無題

両親みたいに、素直な反応をしながらバラエティ番組を見てみたい。そんなことを思う自分は真顔でテレビを見ている訳じゃなくて、テレビに向かって愛想笑いをしている。

 

先日、日曜日の夜に渋谷で映画を見る機会があった。AIに恋をするおじさんの話で、途中からAIがモンスターボールの中にいるドクターマンハッタンに思えて仕方なくなってしまい集中できなかった。隣に座っていたカップルの、ファレル・ウィリアムスの帽子を被った男がひどく酔っぱらっているようで、いびきをかいて寝ていた。「良い映画だったね」と嘯く彼の言葉を聞く彼女の微妙な表情が素敵だった。

 

帰り道に109前のスクランブル交差点で信号待ちをしていたら、目の前で自転車がすごいスピードでタクシーに突っ込んだ。自転車に乗っていたのはいかにも渋谷にいそうな女の子で、「バカな女だなあ」とか「運ちゃんも災難だなあ」と思いながら眺めていた。と思ったらその瞬間、周りの人々が彼女に近づいて起こしたり、自転車を歩道に引き上げたりし始めた。
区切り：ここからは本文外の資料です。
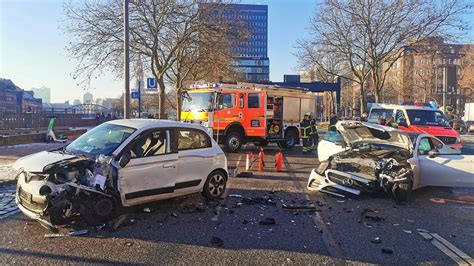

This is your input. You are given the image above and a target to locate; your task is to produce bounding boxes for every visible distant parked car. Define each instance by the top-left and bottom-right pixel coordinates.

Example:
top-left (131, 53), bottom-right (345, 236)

top-left (14, 119), bottom-right (228, 228)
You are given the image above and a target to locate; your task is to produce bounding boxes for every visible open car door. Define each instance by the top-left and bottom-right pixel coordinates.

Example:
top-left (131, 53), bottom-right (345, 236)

top-left (416, 137), bottom-right (474, 187)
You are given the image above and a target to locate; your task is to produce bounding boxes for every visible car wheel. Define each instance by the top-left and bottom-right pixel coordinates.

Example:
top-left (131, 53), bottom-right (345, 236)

top-left (224, 132), bottom-right (242, 152)
top-left (279, 129), bottom-right (298, 149)
top-left (202, 170), bottom-right (227, 199)
top-left (253, 139), bottom-right (268, 147)
top-left (392, 181), bottom-right (413, 202)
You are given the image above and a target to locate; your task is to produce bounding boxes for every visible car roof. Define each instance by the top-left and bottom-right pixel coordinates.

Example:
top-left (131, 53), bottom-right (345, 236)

top-left (370, 104), bottom-right (440, 111)
top-left (107, 119), bottom-right (204, 130)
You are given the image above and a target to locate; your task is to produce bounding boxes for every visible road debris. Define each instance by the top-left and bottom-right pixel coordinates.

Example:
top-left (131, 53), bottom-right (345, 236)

top-left (370, 237), bottom-right (382, 244)
top-left (44, 229), bottom-right (89, 238)
top-left (282, 204), bottom-right (316, 211)
top-left (382, 248), bottom-right (393, 254)
top-left (258, 217), bottom-right (276, 225)
top-left (209, 236), bottom-right (224, 247)
top-left (107, 214), bottom-right (128, 232)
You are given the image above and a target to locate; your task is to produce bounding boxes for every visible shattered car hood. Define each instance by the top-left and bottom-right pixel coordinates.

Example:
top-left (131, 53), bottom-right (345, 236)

top-left (12, 151), bottom-right (77, 173)
top-left (336, 121), bottom-right (412, 151)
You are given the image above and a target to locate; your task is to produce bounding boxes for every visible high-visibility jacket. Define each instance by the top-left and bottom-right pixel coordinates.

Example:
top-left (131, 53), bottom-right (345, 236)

top-left (300, 119), bottom-right (311, 138)
top-left (310, 120), bottom-right (318, 135)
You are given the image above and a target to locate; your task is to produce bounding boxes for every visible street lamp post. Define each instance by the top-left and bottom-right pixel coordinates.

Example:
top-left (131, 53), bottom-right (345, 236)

top-left (123, 0), bottom-right (130, 119)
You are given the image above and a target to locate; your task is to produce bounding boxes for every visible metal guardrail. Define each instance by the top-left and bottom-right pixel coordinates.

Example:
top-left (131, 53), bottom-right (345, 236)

top-left (0, 113), bottom-right (107, 130)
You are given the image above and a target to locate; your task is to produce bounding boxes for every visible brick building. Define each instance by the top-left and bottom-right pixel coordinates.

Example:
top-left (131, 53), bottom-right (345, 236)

top-left (382, 38), bottom-right (474, 110)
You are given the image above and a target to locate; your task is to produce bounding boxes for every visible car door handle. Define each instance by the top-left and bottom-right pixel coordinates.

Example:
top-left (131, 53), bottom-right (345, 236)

top-left (163, 164), bottom-right (176, 168)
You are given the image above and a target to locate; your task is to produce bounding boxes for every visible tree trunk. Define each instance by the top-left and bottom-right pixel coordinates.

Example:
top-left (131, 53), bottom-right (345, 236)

top-left (156, 77), bottom-right (166, 119)
top-left (359, 83), bottom-right (365, 116)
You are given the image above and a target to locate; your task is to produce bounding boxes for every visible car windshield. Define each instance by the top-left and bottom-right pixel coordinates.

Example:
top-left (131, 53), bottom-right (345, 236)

top-left (367, 109), bottom-right (393, 123)
top-left (407, 110), bottom-right (449, 127)
top-left (66, 123), bottom-right (136, 155)
top-left (324, 131), bottom-right (344, 143)
top-left (183, 92), bottom-right (213, 112)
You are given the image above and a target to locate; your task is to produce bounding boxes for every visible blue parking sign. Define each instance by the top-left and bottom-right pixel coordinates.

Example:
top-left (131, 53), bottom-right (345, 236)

top-left (146, 78), bottom-right (156, 90)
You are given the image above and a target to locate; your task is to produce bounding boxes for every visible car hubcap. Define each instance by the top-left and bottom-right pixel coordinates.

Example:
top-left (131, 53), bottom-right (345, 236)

top-left (209, 174), bottom-right (225, 196)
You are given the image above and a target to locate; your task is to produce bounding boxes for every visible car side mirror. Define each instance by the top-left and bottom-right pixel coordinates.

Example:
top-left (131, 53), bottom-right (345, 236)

top-left (334, 140), bottom-right (347, 148)
top-left (118, 153), bottom-right (130, 168)
top-left (428, 150), bottom-right (439, 158)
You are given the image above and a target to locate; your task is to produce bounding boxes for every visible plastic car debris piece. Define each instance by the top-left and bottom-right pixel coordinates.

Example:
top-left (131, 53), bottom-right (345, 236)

top-left (319, 189), bottom-right (346, 198)
top-left (209, 236), bottom-right (224, 247)
top-left (365, 215), bottom-right (385, 222)
top-left (370, 237), bottom-right (382, 244)
top-left (44, 229), bottom-right (89, 238)
top-left (282, 204), bottom-right (316, 211)
top-left (382, 248), bottom-right (393, 254)
top-left (108, 214), bottom-right (128, 232)
top-left (258, 217), bottom-right (276, 225)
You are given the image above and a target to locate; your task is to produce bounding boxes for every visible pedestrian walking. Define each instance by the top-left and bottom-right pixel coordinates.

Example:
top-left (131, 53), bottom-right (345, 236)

top-left (309, 115), bottom-right (319, 150)
top-left (329, 113), bottom-right (338, 131)
top-left (300, 113), bottom-right (311, 154)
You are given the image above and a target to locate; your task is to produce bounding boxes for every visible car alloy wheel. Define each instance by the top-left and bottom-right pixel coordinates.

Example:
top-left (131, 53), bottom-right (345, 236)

top-left (203, 170), bottom-right (227, 199)
top-left (209, 173), bottom-right (225, 197)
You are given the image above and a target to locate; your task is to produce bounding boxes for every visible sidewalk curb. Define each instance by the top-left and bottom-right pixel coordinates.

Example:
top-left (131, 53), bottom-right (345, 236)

top-left (0, 180), bottom-right (16, 188)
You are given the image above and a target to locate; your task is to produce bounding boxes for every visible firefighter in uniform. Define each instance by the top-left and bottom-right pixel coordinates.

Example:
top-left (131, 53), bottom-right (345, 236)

top-left (309, 112), bottom-right (319, 150)
top-left (300, 113), bottom-right (311, 154)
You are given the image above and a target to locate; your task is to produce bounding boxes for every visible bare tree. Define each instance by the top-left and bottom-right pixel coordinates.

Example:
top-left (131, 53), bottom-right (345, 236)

top-left (299, 0), bottom-right (471, 112)
top-left (166, 2), bottom-right (244, 120)
top-left (297, 8), bottom-right (370, 113)
top-left (64, 0), bottom-right (237, 118)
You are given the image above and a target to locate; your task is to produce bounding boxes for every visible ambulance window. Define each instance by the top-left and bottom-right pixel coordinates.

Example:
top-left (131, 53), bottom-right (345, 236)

top-left (247, 93), bottom-right (260, 108)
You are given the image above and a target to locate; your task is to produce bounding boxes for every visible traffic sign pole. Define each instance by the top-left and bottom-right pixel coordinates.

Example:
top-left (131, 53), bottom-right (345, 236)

top-left (138, 80), bottom-right (142, 118)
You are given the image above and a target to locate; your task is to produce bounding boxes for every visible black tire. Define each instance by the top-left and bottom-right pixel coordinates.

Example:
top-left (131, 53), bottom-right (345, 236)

top-left (224, 132), bottom-right (242, 152)
top-left (278, 129), bottom-right (299, 149)
top-left (202, 170), bottom-right (227, 200)
top-left (392, 181), bottom-right (413, 202)
top-left (253, 139), bottom-right (268, 147)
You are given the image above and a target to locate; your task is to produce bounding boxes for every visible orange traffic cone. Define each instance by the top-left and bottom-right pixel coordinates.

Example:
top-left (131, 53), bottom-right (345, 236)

top-left (275, 151), bottom-right (283, 172)
top-left (258, 148), bottom-right (265, 172)
top-left (245, 152), bottom-right (253, 171)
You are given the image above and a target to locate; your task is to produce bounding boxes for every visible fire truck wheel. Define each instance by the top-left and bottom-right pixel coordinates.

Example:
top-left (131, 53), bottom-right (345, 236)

top-left (254, 139), bottom-right (268, 147)
top-left (279, 129), bottom-right (298, 149)
top-left (224, 132), bottom-right (242, 152)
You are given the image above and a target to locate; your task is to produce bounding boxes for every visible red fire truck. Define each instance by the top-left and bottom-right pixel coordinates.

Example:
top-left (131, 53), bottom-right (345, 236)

top-left (181, 83), bottom-right (322, 152)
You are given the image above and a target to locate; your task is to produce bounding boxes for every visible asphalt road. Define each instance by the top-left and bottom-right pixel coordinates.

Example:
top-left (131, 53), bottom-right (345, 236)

top-left (0, 143), bottom-right (474, 264)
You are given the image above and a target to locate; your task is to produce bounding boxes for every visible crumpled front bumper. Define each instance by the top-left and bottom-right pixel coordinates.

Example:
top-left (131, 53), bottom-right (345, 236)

top-left (307, 169), bottom-right (368, 197)
top-left (15, 193), bottom-right (56, 230)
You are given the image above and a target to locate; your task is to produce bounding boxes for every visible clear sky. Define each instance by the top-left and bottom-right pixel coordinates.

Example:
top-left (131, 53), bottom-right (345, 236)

top-left (0, 0), bottom-right (472, 103)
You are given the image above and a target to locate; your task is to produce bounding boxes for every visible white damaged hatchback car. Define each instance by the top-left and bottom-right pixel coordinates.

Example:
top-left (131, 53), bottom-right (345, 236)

top-left (13, 119), bottom-right (228, 228)
top-left (307, 121), bottom-right (474, 201)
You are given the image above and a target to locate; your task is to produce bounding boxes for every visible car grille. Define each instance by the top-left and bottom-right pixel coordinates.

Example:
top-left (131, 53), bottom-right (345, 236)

top-left (18, 187), bottom-right (46, 213)
top-left (328, 172), bottom-right (368, 189)
top-left (438, 137), bottom-right (457, 145)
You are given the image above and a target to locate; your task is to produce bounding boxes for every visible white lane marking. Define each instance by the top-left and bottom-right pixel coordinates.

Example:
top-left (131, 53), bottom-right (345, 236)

top-left (283, 157), bottom-right (343, 258)
top-left (418, 232), bottom-right (474, 265)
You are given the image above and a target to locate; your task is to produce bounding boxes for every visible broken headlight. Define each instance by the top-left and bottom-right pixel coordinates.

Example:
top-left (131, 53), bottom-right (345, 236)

top-left (316, 161), bottom-right (329, 176)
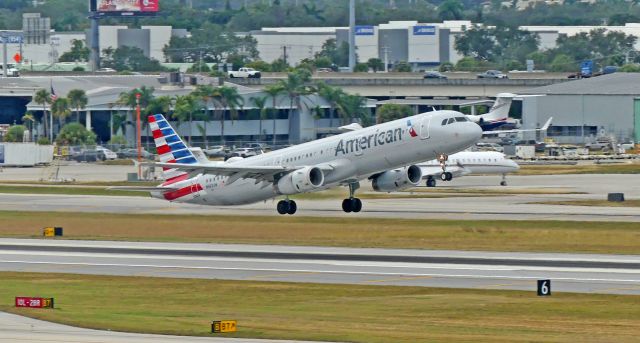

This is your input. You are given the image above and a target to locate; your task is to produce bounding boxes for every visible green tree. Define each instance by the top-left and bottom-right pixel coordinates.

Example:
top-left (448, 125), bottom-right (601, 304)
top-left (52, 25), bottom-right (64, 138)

top-left (58, 39), bottom-right (91, 62)
top-left (376, 104), bottom-right (414, 124)
top-left (33, 88), bottom-right (52, 141)
top-left (217, 86), bottom-right (244, 144)
top-left (3, 125), bottom-right (27, 142)
top-left (278, 69), bottom-right (312, 144)
top-left (56, 123), bottom-right (96, 145)
top-left (172, 94), bottom-right (199, 146)
top-left (438, 0), bottom-right (464, 20)
top-left (316, 82), bottom-right (346, 127)
top-left (51, 98), bottom-right (71, 127)
top-left (67, 89), bottom-right (89, 122)
top-left (367, 58), bottom-right (384, 73)
top-left (263, 83), bottom-right (284, 146)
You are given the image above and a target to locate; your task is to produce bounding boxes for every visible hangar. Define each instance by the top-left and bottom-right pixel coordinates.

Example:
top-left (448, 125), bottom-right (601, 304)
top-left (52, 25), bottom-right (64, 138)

top-left (519, 73), bottom-right (640, 144)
軽く衝撃を受けた。そんな発想は微塵も浮かんでこなかった。もっと衝撃だったのは、その周りの人々に合わせて自分が少し彼女に近づいたことだった。そのまま腕組みをして眺めていればよかったのだ。彼女を助けるつもりなんて微塵もなかったのに。

要するに、自分を持っていないのだ。

 

そんな、「世界とズレてしまう瞬間」を切り取るのが上手いのが穂村弘だ。歌人である彼は、そんな瞬間を切り取って巧みにエッセイに仕上げてしまう。我々が普段感覚として捉えている「ズレ」をピタリと言葉にして差し出してくる。又吉直樹(彼も非常に巧みなエッセイストだと思う)は世界からズレている人間を「悪魔の子」と表現したが、穂村弘は「世界音痴」と表現した。

『蚊がいる』を読んで、久しぶりにそんなエッセイを読んだと思った。高校2年生の頃、穂村弘のエッセイを夢中になって読んでいた。その頃はそんな自分がマイノリティだと思っていたが、彼が歌人やエッセイストとして名を馳せているところを見ると、そんなことないのだろう。誰だって多かれ少なかれ世界音痴なんだと思う。